Whether they’re clucking around the yard or in a run, the owner has to anticipate a fair amount of manure. “They poop a lot,” Galloway says with a laugh. “No one tells you that.” When free-ranging, they’d leave droppings on the deck, the chairs, the doormat.

However, letting them “out to pasture” on your grass will mean more flavorful, healthful eggs. Greens help produce eggs higher in omega-3 fatty acids, with deep orange yolks.

When Trouble Arises

The life of an urban chicken is not all petting and snacking, and predators, from dogs to raccoons to coyotes to birds of prey, must be protected against. Proper shelter and sanitation are essential to keep vermin from adopting the coop too, says Don Baxter, enforcement supervisor with the Seattle Animal Shelter. “Put down an appropriate amount of food so they can consume everything” to avoid feeding rats, he advises.

Sturdy fencing must be erected and dug 12 inches into the soil to thwart digging critters. Some people use overhead fencing on their pens for extra safety. And hens must be put into the coop each night for protection against nocturnal animals. Fortunately, chickens sleep in roosts at night, so will readily head to the coop at sunset.

It’s a rare chicken owner, though, who hasn’t experienced a hen escape, and rounding them up, with the help of neighbors and passers-by, becomes another urban chicken experience. Anderson recalls one such episode: “There’s this toothless drunk guy and me and a bunch of neighbors trying to corral these chickens,” she says. She learned that “corralling is about enticing.”
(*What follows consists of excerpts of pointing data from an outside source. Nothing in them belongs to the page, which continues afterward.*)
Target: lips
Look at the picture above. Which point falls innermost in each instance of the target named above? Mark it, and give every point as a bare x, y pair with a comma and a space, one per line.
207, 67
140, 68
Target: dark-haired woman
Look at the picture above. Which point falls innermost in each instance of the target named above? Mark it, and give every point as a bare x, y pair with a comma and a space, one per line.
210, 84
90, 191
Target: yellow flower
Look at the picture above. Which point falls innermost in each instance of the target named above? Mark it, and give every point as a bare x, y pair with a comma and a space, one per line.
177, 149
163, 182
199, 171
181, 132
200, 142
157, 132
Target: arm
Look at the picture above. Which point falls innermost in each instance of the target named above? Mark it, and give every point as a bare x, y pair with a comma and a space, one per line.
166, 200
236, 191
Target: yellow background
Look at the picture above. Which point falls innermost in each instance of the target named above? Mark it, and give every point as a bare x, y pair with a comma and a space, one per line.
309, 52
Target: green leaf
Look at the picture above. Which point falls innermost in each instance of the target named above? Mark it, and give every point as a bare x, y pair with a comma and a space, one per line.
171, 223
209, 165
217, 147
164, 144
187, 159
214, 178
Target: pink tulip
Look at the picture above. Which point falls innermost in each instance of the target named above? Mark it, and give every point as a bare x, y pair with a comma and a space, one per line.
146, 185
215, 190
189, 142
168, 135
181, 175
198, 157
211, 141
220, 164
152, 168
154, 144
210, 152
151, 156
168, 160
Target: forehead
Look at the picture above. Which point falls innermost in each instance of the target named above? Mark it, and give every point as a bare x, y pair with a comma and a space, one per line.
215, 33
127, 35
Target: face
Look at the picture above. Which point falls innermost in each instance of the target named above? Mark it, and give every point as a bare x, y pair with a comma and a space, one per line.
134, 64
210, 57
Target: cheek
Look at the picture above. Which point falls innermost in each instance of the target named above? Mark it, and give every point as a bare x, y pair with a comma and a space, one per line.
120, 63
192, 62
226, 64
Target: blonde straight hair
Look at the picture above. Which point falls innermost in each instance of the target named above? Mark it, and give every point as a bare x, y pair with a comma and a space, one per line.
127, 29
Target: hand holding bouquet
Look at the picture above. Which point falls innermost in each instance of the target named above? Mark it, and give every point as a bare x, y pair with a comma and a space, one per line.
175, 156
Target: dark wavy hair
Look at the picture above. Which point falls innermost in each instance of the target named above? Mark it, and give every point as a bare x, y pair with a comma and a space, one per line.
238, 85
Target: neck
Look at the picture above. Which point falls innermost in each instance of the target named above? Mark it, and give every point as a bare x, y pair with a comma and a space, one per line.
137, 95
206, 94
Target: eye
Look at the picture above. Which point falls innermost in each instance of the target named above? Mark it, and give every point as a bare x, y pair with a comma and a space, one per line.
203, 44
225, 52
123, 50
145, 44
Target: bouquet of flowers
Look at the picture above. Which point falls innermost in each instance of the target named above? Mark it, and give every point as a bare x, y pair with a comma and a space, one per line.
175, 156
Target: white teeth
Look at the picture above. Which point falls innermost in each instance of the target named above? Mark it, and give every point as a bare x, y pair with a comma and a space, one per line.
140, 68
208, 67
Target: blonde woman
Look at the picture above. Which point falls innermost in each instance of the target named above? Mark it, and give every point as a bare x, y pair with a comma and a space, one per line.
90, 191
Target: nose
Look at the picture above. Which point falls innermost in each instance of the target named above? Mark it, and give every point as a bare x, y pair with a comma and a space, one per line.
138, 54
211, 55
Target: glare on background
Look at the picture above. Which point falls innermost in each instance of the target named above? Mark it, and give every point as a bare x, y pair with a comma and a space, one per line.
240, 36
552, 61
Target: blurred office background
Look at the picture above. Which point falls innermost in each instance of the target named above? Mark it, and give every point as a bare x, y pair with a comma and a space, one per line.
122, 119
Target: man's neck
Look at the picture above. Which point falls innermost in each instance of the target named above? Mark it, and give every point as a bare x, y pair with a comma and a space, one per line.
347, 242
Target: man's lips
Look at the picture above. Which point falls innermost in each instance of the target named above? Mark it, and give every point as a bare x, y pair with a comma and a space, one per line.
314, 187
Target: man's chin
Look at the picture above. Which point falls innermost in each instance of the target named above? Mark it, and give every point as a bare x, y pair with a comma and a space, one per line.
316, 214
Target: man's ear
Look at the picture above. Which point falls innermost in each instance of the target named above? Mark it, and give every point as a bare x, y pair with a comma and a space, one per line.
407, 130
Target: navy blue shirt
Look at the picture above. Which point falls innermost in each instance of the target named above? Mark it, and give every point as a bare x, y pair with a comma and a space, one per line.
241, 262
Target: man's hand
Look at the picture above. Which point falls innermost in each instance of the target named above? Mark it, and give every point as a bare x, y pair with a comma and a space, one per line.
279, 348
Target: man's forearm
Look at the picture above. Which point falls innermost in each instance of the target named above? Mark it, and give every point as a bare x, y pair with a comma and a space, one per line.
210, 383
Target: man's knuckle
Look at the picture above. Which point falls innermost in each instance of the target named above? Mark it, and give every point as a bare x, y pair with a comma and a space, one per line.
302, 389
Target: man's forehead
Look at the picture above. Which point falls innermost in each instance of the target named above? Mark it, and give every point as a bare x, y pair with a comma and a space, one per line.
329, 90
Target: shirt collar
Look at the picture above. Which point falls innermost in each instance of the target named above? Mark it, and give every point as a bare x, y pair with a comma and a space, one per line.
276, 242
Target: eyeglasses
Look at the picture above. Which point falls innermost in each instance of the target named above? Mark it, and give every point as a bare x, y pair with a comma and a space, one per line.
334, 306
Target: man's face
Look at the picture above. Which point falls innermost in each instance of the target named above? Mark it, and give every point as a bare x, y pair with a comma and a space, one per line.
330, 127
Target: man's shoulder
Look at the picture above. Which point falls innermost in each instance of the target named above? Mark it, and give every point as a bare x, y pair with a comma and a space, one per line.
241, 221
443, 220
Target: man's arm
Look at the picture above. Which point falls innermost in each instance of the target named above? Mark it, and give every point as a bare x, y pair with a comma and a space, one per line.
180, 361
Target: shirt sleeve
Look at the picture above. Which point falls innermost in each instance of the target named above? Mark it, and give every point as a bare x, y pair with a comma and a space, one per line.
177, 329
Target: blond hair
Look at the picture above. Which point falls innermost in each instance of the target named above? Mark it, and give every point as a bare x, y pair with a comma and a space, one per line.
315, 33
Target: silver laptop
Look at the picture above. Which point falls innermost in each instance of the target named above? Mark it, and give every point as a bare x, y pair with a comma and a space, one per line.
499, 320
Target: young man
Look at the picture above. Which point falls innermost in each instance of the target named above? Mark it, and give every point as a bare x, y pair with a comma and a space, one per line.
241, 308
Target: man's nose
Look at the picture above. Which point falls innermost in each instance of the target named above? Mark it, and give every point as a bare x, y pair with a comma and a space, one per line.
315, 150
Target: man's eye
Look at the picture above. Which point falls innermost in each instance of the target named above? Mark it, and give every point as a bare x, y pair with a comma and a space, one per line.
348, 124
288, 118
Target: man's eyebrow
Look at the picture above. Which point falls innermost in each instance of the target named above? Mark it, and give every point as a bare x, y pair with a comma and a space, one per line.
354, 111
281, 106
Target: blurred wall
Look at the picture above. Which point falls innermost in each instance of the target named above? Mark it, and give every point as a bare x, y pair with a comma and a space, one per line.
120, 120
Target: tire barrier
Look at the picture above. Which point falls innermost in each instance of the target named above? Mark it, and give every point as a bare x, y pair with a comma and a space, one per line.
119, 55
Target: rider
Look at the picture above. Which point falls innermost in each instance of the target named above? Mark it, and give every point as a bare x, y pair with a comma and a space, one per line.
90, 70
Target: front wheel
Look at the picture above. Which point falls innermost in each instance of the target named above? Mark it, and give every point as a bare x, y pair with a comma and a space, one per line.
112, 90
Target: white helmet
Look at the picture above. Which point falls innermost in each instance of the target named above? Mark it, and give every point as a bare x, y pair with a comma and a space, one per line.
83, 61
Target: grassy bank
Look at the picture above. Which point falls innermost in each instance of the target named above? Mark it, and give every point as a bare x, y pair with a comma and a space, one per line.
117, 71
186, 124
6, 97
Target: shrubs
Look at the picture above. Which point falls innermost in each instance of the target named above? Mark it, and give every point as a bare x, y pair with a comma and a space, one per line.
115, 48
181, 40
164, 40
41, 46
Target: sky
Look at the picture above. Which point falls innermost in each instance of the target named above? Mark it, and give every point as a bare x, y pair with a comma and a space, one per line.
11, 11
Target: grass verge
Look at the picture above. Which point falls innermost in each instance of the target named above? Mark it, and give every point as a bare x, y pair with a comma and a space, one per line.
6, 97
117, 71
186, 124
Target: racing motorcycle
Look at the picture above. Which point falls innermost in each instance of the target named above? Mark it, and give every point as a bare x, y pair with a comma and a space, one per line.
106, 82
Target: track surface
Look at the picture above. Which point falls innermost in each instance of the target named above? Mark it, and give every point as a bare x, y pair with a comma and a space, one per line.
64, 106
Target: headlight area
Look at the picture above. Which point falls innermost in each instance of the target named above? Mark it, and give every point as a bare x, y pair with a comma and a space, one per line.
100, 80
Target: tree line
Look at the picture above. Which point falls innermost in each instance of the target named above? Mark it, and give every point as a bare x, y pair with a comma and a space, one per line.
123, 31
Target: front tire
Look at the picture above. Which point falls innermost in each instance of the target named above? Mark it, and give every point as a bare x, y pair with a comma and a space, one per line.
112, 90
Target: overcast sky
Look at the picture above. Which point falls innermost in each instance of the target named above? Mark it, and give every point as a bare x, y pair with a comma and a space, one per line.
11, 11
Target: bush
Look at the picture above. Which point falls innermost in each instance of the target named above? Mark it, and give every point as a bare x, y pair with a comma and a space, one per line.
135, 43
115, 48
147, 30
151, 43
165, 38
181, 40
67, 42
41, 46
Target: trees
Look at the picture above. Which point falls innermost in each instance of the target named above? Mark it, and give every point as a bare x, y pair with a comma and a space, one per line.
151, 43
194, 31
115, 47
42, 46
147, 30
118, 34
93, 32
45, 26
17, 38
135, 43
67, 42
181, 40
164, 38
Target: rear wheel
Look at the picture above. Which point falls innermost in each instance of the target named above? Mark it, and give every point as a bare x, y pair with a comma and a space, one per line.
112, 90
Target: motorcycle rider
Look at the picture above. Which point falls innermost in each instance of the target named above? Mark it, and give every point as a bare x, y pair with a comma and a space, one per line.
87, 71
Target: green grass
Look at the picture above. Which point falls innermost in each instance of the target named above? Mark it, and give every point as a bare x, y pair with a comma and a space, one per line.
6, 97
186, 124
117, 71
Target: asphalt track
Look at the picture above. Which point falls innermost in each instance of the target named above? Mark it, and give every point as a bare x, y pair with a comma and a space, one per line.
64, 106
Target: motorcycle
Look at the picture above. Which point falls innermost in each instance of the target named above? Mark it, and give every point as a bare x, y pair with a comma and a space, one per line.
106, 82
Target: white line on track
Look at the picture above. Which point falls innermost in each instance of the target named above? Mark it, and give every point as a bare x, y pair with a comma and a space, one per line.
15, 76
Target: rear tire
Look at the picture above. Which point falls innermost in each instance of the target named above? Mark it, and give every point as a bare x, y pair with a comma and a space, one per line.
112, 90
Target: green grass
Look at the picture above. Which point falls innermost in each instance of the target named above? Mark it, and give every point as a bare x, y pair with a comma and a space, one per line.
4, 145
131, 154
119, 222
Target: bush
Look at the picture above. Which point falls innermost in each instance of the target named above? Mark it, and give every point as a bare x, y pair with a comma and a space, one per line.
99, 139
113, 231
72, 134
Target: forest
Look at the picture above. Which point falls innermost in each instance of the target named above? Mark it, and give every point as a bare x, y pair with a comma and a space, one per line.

Another possible problem arises if a chicken gets sick. There are a couple of veterinarians who will see your chicken-for a price. Office visits start at $100 and go up steeply. However, “there are essentially no treatments for chickens,” says Farley, “other than palliative care.”

Letting nature take its course with a sick chicken is an urban farming reality. “In some ways it’s good for kids to be around farm animals,” says Slaven. “Dealing with the tragedies with these little creatures in our lives makes us better able to deal with bigger tragedies we face.”

When egg production drops off, as it does in a few years for most breeds, the urban farmer must grapple with the idea of butchering. “On the farm, there’s no room for freeloaders,” says Slaven, who has taught humane slaughter classes for chicken owners. For continual food production, “you’ve got to be able to cull your flock and get fresh chickens.”

“I’m not sure I could actually kill them,” says Galloway. “It’s not just some random chicken, it’s Inky … We’ll just probably have a chicken nursing home.”

Most urban chicken owners won’t slaughter the chickens, Farley says, because they “almost instantly” become pets, with names. “They do clearly respond the way cats and dogs do,” he says. “They recognize you when you bring the food. They talk to you and respond to you.”

In a busy city lifestyle, chickens are becoming the pets with a bonus — they’ll feed you as you feed them. They can enhance a gardener’s ecosystem. And they can serve as a delightful respite from the crowded urban scene, says Anderson. “I appreciate the hearty homecoming when I come into the backyard.”

Bill Thorness is the author of “Edible Heirlooms: Heritage Vegetables for the Maritime Garden.”